Individuals do get swept up in the whole romance of getting married. For some – and I am not saying it is a huge proportion – the sounds of church bells and Champagne glasses chinking drown out the nagging internal voice pointing out a partner’s sickening taste in clothes and singing “There may be trouble ahead” over and over.
At the point of marriage, some people choose to ignore these things. At the point of divorce – or at some point not long before proceedings are started – these points become the driving force for a change in life direction. And at this point, a person is more than happy to be open and honest.

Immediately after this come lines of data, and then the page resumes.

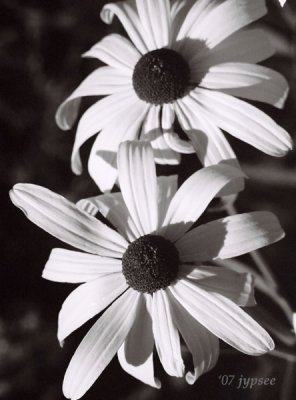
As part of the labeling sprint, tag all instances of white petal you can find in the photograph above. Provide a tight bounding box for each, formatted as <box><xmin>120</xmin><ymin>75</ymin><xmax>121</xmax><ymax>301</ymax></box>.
<box><xmin>70</xmin><ymin>90</ymin><xmax>135</xmax><ymax>175</ymax></box>
<box><xmin>192</xmin><ymin>88</ymin><xmax>293</xmax><ymax>156</ymax></box>
<box><xmin>163</xmin><ymin>131</ymin><xmax>195</xmax><ymax>154</ymax></box>
<box><xmin>10</xmin><ymin>184</ymin><xmax>128</xmax><ymax>257</ymax></box>
<box><xmin>83</xmin><ymin>34</ymin><xmax>140</xmax><ymax>73</ymax></box>
<box><xmin>78</xmin><ymin>193</ymin><xmax>141</xmax><ymax>242</ymax></box>
<box><xmin>136</xmin><ymin>0</ymin><xmax>171</xmax><ymax>48</ymax></box>
<box><xmin>63</xmin><ymin>289</ymin><xmax>140</xmax><ymax>400</ymax></box>
<box><xmin>152</xmin><ymin>290</ymin><xmax>184</xmax><ymax>377</ymax></box>
<box><xmin>170</xmin><ymin>0</ymin><xmax>196</xmax><ymax>43</ymax></box>
<box><xmin>88</xmin><ymin>99</ymin><xmax>149</xmax><ymax>192</ymax></box>
<box><xmin>190</xmin><ymin>29</ymin><xmax>275</xmax><ymax>69</ymax></box>
<box><xmin>101</xmin><ymin>1</ymin><xmax>149</xmax><ymax>54</ymax></box>
<box><xmin>118</xmin><ymin>294</ymin><xmax>161</xmax><ymax>388</ymax></box>
<box><xmin>161</xmin><ymin>103</ymin><xmax>175</xmax><ymax>130</ymax></box>
<box><xmin>118</xmin><ymin>141</ymin><xmax>159</xmax><ymax>235</ymax></box>
<box><xmin>55</xmin><ymin>67</ymin><xmax>132</xmax><ymax>130</ymax></box>
<box><xmin>141</xmin><ymin>106</ymin><xmax>180</xmax><ymax>165</ymax></box>
<box><xmin>43</xmin><ymin>248</ymin><xmax>122</xmax><ymax>283</ymax></box>
<box><xmin>167</xmin><ymin>289</ymin><xmax>219</xmax><ymax>384</ymax></box>
<box><xmin>184</xmin><ymin>266</ymin><xmax>256</xmax><ymax>307</ymax></box>
<box><xmin>199</xmin><ymin>63</ymin><xmax>289</xmax><ymax>109</ymax></box>
<box><xmin>157</xmin><ymin>175</ymin><xmax>178</xmax><ymax>230</ymax></box>
<box><xmin>184</xmin><ymin>0</ymin><xmax>267</xmax><ymax>48</ymax></box>
<box><xmin>159</xmin><ymin>164</ymin><xmax>245</xmax><ymax>242</ymax></box>
<box><xmin>177</xmin><ymin>211</ymin><xmax>284</xmax><ymax>263</ymax></box>
<box><xmin>58</xmin><ymin>273</ymin><xmax>127</xmax><ymax>344</ymax></box>
<box><xmin>170</xmin><ymin>279</ymin><xmax>274</xmax><ymax>355</ymax></box>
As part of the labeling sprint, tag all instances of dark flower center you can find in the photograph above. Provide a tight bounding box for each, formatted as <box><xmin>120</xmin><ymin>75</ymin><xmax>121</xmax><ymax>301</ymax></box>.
<box><xmin>122</xmin><ymin>234</ymin><xmax>179</xmax><ymax>293</ymax></box>
<box><xmin>132</xmin><ymin>48</ymin><xmax>191</xmax><ymax>105</ymax></box>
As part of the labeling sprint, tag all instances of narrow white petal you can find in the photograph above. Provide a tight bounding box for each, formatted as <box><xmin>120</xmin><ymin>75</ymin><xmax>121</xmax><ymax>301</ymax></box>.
<box><xmin>157</xmin><ymin>175</ymin><xmax>178</xmax><ymax>230</ymax></box>
<box><xmin>88</xmin><ymin>99</ymin><xmax>149</xmax><ymax>192</ymax></box>
<box><xmin>159</xmin><ymin>164</ymin><xmax>245</xmax><ymax>242</ymax></box>
<box><xmin>101</xmin><ymin>1</ymin><xmax>149</xmax><ymax>54</ymax></box>
<box><xmin>184</xmin><ymin>266</ymin><xmax>256</xmax><ymax>307</ymax></box>
<box><xmin>199</xmin><ymin>63</ymin><xmax>289</xmax><ymax>109</ymax></box>
<box><xmin>170</xmin><ymin>279</ymin><xmax>274</xmax><ymax>355</ymax></box>
<box><xmin>55</xmin><ymin>67</ymin><xmax>132</xmax><ymax>130</ymax></box>
<box><xmin>118</xmin><ymin>141</ymin><xmax>159</xmax><ymax>235</ymax></box>
<box><xmin>63</xmin><ymin>289</ymin><xmax>140</xmax><ymax>400</ymax></box>
<box><xmin>70</xmin><ymin>90</ymin><xmax>135</xmax><ymax>175</ymax></box>
<box><xmin>43</xmin><ymin>248</ymin><xmax>122</xmax><ymax>283</ymax></box>
<box><xmin>58</xmin><ymin>273</ymin><xmax>127</xmax><ymax>344</ymax></box>
<box><xmin>152</xmin><ymin>290</ymin><xmax>185</xmax><ymax>377</ymax></box>
<box><xmin>163</xmin><ymin>131</ymin><xmax>195</xmax><ymax>154</ymax></box>
<box><xmin>136</xmin><ymin>0</ymin><xmax>171</xmax><ymax>48</ymax></box>
<box><xmin>177</xmin><ymin>212</ymin><xmax>284</xmax><ymax>263</ymax></box>
<box><xmin>167</xmin><ymin>289</ymin><xmax>219</xmax><ymax>384</ymax></box>
<box><xmin>185</xmin><ymin>0</ymin><xmax>267</xmax><ymax>48</ymax></box>
<box><xmin>192</xmin><ymin>88</ymin><xmax>293</xmax><ymax>156</ymax></box>
<box><xmin>10</xmin><ymin>184</ymin><xmax>128</xmax><ymax>257</ymax></box>
<box><xmin>83</xmin><ymin>34</ymin><xmax>140</xmax><ymax>73</ymax></box>
<box><xmin>161</xmin><ymin>103</ymin><xmax>175</xmax><ymax>130</ymax></box>
<box><xmin>118</xmin><ymin>294</ymin><xmax>161</xmax><ymax>388</ymax></box>
<box><xmin>170</xmin><ymin>0</ymin><xmax>196</xmax><ymax>44</ymax></box>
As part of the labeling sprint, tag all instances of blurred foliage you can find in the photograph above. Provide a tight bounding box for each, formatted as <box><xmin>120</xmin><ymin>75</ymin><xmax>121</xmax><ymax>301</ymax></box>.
<box><xmin>0</xmin><ymin>0</ymin><xmax>296</xmax><ymax>399</ymax></box>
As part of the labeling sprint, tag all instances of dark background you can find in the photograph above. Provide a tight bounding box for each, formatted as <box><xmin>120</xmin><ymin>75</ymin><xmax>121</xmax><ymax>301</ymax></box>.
<box><xmin>0</xmin><ymin>0</ymin><xmax>296</xmax><ymax>399</ymax></box>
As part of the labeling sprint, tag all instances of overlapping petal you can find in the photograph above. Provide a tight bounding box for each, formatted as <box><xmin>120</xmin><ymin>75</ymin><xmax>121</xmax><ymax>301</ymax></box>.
<box><xmin>9</xmin><ymin>184</ymin><xmax>128</xmax><ymax>257</ymax></box>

As the managing partner of a family law practice, for some time I have been talking-up the merits of pre-marriage guidance, or counseling. By a couple having sessions before walking down the aisle, they can constructively look at things like how to argue properly. Sounds unusual. It’s meant to, but it can work and stop couples teetering on the brink of break-up after their first argument. To these sessions could be added a discussion about “what annoys you about your wife/husband” to be. It could be light-hearted. It could be taken the wrong way. Either way, it could encourage couples to be honest and get niggles out in the open to start with, which is a time when either their relationship is at its strongest and they can deal with them, or else they will reveal fatal flaws in the affair.
There is so much importance heaped on a wedding day that simple things like being honest get trampled underfoot in the rush to grab the bride’s bouquet rather than playing an integral party in the “happiest day”. If basic values like telling the truth aren’t there on the wedding day, what hope is there for the future of the relationship?